Santiago Ayala

Personal information
- Full name: Santiago Agustín Ayala Rodríguez
- Date of birth: 6 May 2002 (age 23)
- Place of birth: Posadas, Misiones, Argentina
- Height: 1.73 m (5 ft 8 in)
- Position: Forward

Team information
- Current team: Provincial Osorno
- Number: 11

Youth career
- Guaraní Antonio Franco
- Garupá FC
- Independiente

Senior career*
- Years: Team / Apps / (Gls)
- 2022–2024: Independiente / 8 / (0)
- 2023–2024: → Tristan Suárez (loan) / 23 / (1)
- 2025–: Provincial Osorno / 2 / (0)

International career
- 2017: Argentina U15

= Santiago Ayala =

Argentine footballer (born 2002)

Santiago Agustín Ayala Rodríguez (born 6 May 2002) is an Argentine footballer who plays as a forward for Chilean club Provincial Osorno.

==Club career==
As a youth player, Ayala was with Guaraní Antonio Franco and Garupá FC before joining the Independiente youth system.
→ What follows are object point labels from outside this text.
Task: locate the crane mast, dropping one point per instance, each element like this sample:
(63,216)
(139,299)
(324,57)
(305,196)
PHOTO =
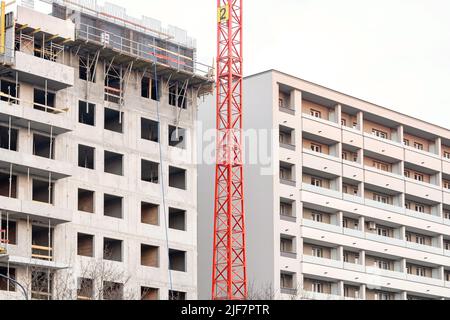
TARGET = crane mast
(229,257)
He made his professional debut under Claudio Graf in the match against Atlético Tucumán on 23 July 2022. In June 2023, he was loaned out to Tristán Suárez until the end of 2024.

After having no chances to play for Independiente in 2025, Ayala moved to Chile and signed with Provincial Osorno.

==International career==
Ayala represented Argentina at under-15 level in 2017.